Bulut: ‘Can boğazdan çıkar, çünkü…’ (video)

Gazeteci-Yazar Mehmet Ali Bulut, Can Boğazdan Çıkar kitabının Bediüzzaman Said Nursi’nin Şükür ve İktisat Risalesinin tam bir Türkçe tefsiri olduğunu söyledi. Bulut, “Tabii ki Üstad konuya Rahmaniyet, ubudiyet ve kulluk noktasından baktığı için muazzam bir şekilde anlatıyor. Ama bu kitap da Şükür ve İktisat Risalesinin Türkçe tefsiridir.” dedi.

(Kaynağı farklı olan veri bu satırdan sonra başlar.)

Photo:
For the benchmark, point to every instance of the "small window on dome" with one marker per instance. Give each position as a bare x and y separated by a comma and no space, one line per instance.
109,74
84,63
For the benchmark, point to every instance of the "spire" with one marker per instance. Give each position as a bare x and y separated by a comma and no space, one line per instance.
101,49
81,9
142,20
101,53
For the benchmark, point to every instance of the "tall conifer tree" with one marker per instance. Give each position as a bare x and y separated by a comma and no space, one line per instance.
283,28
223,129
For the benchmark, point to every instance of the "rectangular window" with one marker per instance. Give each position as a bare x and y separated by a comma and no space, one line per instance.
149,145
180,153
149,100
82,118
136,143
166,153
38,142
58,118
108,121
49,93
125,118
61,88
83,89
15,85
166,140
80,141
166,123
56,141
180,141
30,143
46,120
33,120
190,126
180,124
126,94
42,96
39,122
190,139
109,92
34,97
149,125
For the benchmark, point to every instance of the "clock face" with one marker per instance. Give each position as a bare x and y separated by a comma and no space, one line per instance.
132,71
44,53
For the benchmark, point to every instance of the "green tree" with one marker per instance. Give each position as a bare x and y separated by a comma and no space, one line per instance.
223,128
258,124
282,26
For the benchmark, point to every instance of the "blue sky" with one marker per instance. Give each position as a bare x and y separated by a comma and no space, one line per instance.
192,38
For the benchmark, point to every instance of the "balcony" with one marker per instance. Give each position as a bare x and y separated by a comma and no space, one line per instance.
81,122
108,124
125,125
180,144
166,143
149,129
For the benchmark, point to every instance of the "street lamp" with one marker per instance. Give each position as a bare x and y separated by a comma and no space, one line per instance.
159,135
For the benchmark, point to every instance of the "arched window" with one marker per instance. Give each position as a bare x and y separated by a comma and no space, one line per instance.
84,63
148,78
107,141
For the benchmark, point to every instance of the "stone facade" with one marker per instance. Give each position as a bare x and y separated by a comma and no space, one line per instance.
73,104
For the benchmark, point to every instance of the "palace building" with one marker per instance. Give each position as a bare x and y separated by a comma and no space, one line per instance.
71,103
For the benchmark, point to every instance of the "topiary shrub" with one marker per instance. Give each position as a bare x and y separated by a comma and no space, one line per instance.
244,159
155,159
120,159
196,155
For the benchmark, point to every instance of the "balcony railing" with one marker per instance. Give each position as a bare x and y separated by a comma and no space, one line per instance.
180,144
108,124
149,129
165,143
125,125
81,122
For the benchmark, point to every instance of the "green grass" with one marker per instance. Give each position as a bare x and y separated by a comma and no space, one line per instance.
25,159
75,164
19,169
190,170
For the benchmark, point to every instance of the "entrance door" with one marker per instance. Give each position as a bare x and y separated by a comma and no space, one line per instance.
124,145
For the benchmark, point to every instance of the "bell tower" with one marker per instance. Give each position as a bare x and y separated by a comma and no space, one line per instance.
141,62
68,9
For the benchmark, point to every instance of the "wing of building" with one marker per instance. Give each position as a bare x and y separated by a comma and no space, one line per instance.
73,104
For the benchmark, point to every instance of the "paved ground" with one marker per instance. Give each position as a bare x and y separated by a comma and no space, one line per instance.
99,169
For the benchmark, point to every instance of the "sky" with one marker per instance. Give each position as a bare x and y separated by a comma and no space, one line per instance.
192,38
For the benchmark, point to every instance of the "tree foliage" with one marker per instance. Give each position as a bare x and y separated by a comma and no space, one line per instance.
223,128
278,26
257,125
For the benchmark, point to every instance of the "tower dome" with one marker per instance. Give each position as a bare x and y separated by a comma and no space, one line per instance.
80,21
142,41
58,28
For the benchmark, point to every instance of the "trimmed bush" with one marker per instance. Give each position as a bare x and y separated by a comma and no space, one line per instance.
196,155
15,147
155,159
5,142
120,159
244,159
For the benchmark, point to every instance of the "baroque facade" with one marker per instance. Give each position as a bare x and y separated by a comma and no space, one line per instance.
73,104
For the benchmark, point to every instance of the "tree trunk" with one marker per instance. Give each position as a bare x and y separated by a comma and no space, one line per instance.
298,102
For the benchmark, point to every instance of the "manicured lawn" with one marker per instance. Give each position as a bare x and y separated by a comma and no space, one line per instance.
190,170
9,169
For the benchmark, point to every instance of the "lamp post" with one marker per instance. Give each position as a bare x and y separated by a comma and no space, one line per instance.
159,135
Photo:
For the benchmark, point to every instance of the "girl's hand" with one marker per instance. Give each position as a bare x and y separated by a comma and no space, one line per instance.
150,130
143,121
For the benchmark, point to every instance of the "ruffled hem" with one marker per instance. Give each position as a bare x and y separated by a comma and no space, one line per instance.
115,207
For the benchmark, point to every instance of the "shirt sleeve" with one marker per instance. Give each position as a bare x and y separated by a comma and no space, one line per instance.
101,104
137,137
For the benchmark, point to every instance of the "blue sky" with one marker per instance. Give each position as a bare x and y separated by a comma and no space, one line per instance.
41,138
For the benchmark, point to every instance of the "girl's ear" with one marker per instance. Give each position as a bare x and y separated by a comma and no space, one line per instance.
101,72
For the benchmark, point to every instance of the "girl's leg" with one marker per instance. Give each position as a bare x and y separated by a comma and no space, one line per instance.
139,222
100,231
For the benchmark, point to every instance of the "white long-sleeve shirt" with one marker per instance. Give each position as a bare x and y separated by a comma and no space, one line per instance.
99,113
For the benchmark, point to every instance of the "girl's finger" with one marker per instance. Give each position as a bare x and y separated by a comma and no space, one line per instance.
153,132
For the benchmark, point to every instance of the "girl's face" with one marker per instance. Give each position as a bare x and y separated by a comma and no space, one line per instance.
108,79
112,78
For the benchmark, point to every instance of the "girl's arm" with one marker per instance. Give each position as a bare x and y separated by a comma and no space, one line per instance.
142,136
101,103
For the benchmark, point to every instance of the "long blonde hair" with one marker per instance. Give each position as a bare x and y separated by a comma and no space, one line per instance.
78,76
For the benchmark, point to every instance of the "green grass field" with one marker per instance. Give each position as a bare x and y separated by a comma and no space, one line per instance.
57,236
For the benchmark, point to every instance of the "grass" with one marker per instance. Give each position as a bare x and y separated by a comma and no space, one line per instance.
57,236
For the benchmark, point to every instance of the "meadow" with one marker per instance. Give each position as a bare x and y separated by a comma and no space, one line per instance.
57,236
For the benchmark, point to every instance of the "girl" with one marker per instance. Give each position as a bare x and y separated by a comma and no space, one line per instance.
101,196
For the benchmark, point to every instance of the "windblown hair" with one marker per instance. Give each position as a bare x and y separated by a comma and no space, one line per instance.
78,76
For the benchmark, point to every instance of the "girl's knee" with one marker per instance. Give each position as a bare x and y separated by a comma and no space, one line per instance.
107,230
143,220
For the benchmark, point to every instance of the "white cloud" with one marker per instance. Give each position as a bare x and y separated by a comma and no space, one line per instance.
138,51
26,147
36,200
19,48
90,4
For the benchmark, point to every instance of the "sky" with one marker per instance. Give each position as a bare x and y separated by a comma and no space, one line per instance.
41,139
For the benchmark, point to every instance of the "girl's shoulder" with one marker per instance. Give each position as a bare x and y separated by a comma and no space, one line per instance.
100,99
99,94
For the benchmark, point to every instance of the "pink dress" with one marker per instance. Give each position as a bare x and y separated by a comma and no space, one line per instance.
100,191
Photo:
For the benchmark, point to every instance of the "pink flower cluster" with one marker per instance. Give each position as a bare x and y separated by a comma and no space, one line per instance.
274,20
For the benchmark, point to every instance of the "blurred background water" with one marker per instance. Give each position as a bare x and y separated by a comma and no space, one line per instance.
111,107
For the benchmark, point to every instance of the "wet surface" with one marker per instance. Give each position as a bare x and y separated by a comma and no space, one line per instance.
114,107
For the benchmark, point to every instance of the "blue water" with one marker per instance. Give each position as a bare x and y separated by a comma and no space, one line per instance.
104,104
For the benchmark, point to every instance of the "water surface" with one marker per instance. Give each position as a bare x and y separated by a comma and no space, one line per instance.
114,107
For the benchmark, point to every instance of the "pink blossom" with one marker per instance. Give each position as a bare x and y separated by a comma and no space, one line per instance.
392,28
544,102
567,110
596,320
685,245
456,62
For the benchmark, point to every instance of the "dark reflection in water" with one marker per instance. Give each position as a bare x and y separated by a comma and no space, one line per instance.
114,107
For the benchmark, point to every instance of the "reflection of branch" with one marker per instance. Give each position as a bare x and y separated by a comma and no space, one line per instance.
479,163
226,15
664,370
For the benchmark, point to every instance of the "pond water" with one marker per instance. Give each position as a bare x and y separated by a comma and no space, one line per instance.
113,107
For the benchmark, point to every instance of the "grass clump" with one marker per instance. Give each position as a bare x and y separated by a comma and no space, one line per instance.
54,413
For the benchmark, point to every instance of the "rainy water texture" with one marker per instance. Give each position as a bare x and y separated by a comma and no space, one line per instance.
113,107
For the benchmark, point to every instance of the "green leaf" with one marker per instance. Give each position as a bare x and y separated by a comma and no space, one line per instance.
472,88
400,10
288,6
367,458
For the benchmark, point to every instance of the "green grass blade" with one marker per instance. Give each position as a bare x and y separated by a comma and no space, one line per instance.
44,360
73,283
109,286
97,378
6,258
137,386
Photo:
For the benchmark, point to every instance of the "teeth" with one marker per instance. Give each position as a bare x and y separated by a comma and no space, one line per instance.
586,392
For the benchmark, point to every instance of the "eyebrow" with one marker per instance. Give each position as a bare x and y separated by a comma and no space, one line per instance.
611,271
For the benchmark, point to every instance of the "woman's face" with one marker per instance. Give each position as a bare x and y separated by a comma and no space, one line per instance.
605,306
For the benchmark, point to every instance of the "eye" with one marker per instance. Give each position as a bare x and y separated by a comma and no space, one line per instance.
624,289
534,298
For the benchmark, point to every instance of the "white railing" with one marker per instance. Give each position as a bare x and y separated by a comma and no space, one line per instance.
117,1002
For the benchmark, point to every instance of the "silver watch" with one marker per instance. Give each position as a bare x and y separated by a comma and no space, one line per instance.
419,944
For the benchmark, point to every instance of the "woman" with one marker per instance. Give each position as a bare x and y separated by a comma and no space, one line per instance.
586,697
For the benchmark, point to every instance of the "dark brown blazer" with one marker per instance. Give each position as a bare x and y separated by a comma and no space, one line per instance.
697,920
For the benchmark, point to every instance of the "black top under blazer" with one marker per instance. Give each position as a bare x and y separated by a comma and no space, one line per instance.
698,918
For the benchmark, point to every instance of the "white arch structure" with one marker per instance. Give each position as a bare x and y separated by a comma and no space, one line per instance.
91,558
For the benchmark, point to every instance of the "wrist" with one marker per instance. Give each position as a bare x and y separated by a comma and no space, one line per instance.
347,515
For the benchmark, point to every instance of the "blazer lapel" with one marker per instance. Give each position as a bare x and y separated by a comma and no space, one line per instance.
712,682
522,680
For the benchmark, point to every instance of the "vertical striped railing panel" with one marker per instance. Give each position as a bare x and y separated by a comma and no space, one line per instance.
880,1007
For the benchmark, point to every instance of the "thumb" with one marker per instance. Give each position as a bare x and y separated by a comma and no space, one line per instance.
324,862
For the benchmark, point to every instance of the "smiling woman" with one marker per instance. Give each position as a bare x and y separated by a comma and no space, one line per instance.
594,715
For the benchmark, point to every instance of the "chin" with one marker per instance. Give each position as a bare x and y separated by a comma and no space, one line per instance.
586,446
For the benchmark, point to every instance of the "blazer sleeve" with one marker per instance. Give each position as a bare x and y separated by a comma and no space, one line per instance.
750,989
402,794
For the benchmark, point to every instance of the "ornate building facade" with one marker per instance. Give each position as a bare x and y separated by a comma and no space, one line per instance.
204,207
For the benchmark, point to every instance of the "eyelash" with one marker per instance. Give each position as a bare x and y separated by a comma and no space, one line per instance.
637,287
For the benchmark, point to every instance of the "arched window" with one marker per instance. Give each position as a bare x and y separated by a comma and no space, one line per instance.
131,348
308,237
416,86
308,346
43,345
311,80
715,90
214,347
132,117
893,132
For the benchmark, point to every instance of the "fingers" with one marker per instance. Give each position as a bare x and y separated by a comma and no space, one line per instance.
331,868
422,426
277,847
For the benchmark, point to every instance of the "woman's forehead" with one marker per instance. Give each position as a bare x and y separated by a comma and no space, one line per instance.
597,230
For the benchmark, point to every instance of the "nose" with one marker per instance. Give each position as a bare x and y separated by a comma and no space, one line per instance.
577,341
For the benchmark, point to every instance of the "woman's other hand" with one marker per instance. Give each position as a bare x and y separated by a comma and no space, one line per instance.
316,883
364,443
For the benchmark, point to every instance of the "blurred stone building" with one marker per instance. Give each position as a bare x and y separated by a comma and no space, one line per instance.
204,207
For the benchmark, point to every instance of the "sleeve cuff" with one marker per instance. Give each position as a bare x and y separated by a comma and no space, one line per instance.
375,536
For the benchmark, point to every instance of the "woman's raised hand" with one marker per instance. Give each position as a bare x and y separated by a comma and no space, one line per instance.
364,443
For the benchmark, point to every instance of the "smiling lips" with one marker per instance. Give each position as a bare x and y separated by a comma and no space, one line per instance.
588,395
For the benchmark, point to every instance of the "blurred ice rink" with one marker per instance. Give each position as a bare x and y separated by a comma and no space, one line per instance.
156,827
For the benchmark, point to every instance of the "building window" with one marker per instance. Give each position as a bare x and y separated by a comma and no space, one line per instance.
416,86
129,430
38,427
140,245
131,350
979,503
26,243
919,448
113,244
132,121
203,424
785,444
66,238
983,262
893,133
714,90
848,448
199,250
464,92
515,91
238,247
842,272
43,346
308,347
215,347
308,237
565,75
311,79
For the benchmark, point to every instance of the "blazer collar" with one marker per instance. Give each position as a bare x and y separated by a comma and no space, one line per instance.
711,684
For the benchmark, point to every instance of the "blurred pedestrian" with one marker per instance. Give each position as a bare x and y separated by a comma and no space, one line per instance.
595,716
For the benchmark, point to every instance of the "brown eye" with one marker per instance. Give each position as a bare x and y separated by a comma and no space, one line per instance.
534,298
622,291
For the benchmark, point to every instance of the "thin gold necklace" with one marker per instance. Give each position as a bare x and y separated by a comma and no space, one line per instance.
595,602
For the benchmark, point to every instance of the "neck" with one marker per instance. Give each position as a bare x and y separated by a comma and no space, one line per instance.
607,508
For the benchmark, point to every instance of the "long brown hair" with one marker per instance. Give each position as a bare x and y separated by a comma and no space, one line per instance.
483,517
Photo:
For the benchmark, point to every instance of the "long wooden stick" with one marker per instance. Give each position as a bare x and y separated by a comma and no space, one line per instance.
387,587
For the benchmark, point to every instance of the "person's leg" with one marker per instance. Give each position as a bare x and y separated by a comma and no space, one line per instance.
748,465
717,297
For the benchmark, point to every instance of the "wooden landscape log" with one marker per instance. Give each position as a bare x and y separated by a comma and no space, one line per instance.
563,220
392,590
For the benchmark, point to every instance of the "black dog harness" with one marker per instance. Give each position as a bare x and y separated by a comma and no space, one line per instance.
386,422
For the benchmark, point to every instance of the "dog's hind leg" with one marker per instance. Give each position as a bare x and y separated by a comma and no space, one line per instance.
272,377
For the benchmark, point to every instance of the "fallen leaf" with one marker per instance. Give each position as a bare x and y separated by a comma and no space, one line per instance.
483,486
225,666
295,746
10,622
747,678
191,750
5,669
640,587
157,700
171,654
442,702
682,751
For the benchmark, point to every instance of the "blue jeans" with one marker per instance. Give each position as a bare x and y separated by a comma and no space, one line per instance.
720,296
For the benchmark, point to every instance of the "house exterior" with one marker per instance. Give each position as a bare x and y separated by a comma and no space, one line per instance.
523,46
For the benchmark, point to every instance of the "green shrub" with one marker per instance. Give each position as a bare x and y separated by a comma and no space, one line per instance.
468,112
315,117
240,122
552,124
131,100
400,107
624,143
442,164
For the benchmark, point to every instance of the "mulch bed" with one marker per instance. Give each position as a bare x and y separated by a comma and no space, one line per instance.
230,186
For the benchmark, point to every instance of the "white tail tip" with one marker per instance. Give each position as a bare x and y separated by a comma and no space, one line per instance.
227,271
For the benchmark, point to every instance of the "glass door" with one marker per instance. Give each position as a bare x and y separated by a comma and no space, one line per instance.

Mehmet Ali Bulut, Moral FM Av. Bekir Berk Toplantı Salonunda, Nur İlim ve Eğitim Vakfı ile Nesil Yayınları Grubunun ortaklaşa düzenlediği aylık seminer dizisinde İktisat ve Şükür Risaleleri bağlamında sağlıklı beslenme konusunu anlattı. Seminerin moderatörlüğünü Moral Medya Genel Müdürü Haluk İmamoğlu yaptı. Bulut, konuşmasında “Şükür hasta olmamak ve senden beklenen ibadeti hakkı ile yapmaktır.” diyerek “Hasta olmak (Dinde vâcib ve sünnet-i müekkede olan emirleri kasten, bilerek ve özürsüz terk etmek olan) bir tür tahrimen mekruhtur.” uyarısında bulundu.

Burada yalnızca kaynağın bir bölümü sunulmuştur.